In case it were such a problem, can I fix it by editing (in which way?) the corresponding column in the input .vcf file?
Based on the last lines of the log, it looks like the issue is that the chromosome names are not consistent between the reference genome and the gff. To double check this, on one side run samtools faidx on the fasta. The first two columns of the resulting fai file should have the chromosome names and lengths of the sequences in the fasta file. You can contrast this with the chromosome names and lengths of the header of the gff file. If headers are not present, you can check the chromosome names of the "gene", "mRNA" and "CDS" features.
Since your VCF is probably consistent with the fasta, you need to either modify the gff to make it consistent or look for a different annotation gff with consistent chromosome names. In the first option you need to double check that the coordinates of the features are actually consistent. Otherwise, you will have bad annotations and protein predictions.
Let me know how things go
Jorge
If you would like to refer to this comment somewhere else in this project, copy and paste the following link:
Anonymous
Anonymous
-
2021-10-25
Hello Jorge,
I ran again the VCFAnnotate command using a .fasta reference file with chromosome filenames consistent with the .gff3 file which I edited as well entirely as for the chromosome codes.

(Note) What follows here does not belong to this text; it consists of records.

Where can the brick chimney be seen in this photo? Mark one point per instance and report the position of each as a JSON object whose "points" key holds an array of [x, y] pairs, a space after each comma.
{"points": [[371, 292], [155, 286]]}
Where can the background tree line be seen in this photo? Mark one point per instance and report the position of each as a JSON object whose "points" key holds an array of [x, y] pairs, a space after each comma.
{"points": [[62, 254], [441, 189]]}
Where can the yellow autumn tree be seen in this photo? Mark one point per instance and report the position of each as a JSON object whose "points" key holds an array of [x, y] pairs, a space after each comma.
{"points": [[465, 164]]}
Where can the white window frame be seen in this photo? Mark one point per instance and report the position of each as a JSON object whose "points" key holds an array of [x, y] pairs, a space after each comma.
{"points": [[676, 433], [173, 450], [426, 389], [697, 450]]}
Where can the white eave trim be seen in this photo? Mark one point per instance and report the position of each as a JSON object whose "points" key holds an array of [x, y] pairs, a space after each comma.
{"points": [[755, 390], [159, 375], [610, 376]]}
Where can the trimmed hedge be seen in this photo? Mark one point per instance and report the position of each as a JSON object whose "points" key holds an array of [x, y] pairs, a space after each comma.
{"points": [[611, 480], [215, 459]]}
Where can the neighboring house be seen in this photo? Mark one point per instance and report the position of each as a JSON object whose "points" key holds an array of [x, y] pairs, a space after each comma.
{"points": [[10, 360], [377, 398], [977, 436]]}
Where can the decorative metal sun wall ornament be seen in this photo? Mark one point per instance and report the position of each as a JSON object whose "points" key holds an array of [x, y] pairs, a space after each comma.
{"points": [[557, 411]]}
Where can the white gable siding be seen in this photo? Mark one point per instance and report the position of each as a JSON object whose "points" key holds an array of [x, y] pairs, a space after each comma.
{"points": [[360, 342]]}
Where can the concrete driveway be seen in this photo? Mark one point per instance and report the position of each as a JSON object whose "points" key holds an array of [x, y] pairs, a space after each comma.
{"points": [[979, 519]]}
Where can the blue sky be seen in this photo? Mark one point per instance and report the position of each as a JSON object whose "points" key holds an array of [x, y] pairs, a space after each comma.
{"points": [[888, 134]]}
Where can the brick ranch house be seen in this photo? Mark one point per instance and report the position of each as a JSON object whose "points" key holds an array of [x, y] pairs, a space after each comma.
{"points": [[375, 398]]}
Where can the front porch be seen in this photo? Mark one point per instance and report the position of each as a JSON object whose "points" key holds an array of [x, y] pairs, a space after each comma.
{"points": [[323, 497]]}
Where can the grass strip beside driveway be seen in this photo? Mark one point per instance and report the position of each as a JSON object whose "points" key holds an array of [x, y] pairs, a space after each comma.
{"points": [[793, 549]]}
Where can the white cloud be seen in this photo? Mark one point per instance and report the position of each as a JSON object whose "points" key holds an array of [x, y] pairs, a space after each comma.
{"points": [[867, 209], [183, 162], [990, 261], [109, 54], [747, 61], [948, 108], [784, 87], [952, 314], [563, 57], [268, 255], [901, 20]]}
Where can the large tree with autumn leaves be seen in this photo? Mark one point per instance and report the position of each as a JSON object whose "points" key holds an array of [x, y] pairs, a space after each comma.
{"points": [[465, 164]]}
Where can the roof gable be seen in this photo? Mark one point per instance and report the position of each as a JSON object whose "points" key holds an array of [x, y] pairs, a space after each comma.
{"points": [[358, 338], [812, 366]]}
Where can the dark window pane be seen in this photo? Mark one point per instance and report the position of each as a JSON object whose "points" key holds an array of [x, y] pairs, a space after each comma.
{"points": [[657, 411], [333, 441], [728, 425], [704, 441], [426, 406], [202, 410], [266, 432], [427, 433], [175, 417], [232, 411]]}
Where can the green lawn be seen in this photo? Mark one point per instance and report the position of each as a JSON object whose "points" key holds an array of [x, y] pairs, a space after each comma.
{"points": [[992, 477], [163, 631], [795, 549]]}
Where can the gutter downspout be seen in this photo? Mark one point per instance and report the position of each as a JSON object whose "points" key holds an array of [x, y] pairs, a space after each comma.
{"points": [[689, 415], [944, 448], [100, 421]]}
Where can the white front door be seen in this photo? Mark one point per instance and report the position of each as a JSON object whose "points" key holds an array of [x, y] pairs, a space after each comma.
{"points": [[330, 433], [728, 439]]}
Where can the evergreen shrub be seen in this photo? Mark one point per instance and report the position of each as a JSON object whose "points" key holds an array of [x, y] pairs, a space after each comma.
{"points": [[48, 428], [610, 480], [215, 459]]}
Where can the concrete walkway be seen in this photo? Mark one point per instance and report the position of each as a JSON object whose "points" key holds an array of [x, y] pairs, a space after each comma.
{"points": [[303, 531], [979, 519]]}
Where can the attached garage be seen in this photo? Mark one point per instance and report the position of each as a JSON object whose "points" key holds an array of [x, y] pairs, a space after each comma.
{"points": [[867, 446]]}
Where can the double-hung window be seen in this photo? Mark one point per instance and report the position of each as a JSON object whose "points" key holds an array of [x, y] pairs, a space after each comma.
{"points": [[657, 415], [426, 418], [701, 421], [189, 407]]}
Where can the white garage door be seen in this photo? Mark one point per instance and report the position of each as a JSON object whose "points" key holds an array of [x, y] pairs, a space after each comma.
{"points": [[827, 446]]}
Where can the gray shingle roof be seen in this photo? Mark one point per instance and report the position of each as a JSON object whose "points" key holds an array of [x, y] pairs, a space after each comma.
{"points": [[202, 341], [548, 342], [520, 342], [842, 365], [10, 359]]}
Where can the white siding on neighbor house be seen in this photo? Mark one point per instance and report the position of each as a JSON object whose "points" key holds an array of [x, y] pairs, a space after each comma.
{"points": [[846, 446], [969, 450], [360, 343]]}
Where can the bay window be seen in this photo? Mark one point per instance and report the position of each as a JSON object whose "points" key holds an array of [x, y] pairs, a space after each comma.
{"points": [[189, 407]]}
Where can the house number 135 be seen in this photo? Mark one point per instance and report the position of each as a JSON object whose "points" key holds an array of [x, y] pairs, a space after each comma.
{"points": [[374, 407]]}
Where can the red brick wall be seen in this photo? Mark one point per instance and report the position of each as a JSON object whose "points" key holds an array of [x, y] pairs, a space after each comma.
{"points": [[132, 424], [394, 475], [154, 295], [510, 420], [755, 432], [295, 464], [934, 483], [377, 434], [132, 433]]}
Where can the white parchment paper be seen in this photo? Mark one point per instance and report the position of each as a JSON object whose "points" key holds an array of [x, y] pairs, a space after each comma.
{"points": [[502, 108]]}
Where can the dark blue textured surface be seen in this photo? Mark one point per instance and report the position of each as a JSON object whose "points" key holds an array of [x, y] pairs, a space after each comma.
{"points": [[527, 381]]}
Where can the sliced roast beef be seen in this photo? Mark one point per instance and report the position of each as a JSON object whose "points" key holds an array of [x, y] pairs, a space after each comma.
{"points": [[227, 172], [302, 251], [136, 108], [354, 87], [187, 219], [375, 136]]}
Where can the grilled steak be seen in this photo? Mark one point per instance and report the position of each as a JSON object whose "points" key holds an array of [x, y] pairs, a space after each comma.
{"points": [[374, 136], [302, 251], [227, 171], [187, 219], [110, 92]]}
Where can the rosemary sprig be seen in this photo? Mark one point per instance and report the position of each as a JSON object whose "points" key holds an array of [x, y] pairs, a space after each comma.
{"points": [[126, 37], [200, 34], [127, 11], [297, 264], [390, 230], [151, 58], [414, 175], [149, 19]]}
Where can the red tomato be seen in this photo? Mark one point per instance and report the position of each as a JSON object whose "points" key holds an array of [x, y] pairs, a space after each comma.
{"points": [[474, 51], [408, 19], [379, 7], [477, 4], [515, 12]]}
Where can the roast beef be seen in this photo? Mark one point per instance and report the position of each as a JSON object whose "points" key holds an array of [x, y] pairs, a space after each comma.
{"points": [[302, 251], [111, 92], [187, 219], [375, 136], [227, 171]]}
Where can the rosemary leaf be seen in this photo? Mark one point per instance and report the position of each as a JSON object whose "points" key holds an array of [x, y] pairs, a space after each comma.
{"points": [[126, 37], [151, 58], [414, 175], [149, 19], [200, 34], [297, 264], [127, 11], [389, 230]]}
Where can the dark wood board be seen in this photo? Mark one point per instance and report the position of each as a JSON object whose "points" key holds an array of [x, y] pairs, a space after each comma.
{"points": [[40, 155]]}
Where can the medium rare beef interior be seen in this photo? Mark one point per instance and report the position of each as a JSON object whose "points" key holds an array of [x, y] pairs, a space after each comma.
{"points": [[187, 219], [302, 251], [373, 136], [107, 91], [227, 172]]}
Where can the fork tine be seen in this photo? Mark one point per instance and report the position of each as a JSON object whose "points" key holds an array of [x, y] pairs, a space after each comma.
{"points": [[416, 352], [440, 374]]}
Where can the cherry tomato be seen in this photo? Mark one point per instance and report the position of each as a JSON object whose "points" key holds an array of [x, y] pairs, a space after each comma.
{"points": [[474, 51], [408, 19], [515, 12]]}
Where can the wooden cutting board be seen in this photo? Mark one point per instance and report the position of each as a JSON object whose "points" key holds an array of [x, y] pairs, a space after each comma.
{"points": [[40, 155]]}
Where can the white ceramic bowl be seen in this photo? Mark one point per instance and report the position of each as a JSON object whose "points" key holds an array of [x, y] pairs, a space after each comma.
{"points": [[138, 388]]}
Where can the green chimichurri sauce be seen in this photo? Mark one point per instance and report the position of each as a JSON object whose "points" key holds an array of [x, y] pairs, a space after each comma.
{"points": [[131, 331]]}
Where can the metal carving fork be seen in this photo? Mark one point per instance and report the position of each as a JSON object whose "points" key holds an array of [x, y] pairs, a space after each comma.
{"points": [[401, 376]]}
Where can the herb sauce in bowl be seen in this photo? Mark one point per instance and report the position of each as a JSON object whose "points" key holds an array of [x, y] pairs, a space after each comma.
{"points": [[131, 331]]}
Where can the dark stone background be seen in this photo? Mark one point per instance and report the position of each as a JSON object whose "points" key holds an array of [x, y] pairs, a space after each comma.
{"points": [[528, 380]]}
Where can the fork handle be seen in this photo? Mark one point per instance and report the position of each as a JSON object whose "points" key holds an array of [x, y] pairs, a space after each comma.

Here is the command issued:
Nevertheless, I got no output file this time but a long series of terminal messages ending with the following lines:
[...]
WARNING: Can not load genomic feature at line: Un CNR_Italy gene 497393756 497394025 . + . ID=gene:TRITD0Uv1G146970;biotype=protein_coding;gene_id=TRITD0Uv1G146970;logic_name=gff3_hc_genes. Unrecognized sequence name. Un
Oct 25, 2021 6:06:51 PM ngsep.transcriptome.io.GFF3TranscriptomeHandler loadFeatureLine
WARNING: Can not load genomic feature at line: Un PGSB_Jan2017 mRNA 497393756 497394025 . + . ID=transcript:TRITD0Uv1G146970.1;Parent=gene:TRITD0Uv1G146970;biotype=protein_coding;transcript_id=TRITD0Uv1G146970.1. Unrecognized sequence name. Un
Oct 25, 2021 6:06:51 PM ngsep.transcriptome.io.GFF3TranscriptomeHandler loadFeatureLine
WARNING: Can not load genomic feature at line: Un PGSB_Jan2017 exon 497393756 497394025 . + . Parent=transcript:TRITD0Uv1G146970.1;Name=TRITD0Uv1G146970.1-E1;constitutive=1;ensembl_end_phase=0;ensembl_phase=0;exon_id=TRITD0Uv1G146970.1-E1;rank=1. Unrecognized sequence name. Un
Oct 25, 2021 6:06:51 PM ngsep.transcriptome.io.GFF3TranscriptomeHandler loadFeatureLine
WARNING: Can not load genomic feature at line: Un PGSB_Jan2017 CDS 497393756 497394025 . + 0 ID=CDS:TRITD0Uv1G146970.1;Parent=transcript:TRITD0Uv1G146970.1;protein_id=TRITD0Uv1G146970.1. Unrecognized sequence name. Un
Oct 25, 2021 6:06:51 PM ngsep.transcriptome.io.GFF3TranscriptomeHandler loadFeatureLine
WARNING: Can not load genomic feature at line: Un CNR_Italy gene 497609535 497609735 . + . ID=gene:TRITD0Uv1G147000;biotype=protein_coding;gene_id=TRITD0Uv1G147000;logic_name=gff3_hc_genes. Unrecognized sequence name. Un
Oct 25, 2021 6:06:51 PM ngsep.transcriptome.io.GFF3TranscriptomeHandler loadFeatureLine
WARNING: Can not load genomic feature at line: Un PGSB_Jan2017 mRNA 497609535 497609735 . + . ID=transcript:TRITD0Uv1G147000.1;Parent=gene:TRITD0Uv1G147000;biotype=protein_coding;transcript_id=TRITD0Uv1G147000.1. Unrecognized sequence name. Un
Oct 25, 2021 6:06:51 PM ngsep.transcriptome.io.GFF3TranscriptomeHandler loadFeatureLine
WARNING: Can not load genomic feature at line: Un PGSB_Jan2017 exon 497609535 497609735 . + . Parent=transcript:TRITD0Uv1G147000.1;Name=TRITD0Uv1G147000.1-E1;constitutive=1;ensembl_end_phase=0;ensembl_phase=0;exon_id=TRITD0Uv1G147000.1-E1;rank=1. Unrecognized sequence name. Un
Oct 25, 2021 6:06:51 PM ngsep.transcriptome.io.GFF3TranscriptomeHandler loadFeatureLine
WARNING: Can not load genomic feature at line: Un PGSB_Jan2017 CDS 497609535 497609735 . + 0 ID=CDS:TRITD0Uv1G147000.1;Parent=transcript:TRITD0Uv1G147000.1;protein_id=TRITD0Uv1G147000.1. Unrecognized sequence name. Un
Exception in thread "main" java.lang.reflect.InvocationTargetException
at java.base/jdk.internal.reflect.NativeMethodAccessorImpl.invoke0(Native Method)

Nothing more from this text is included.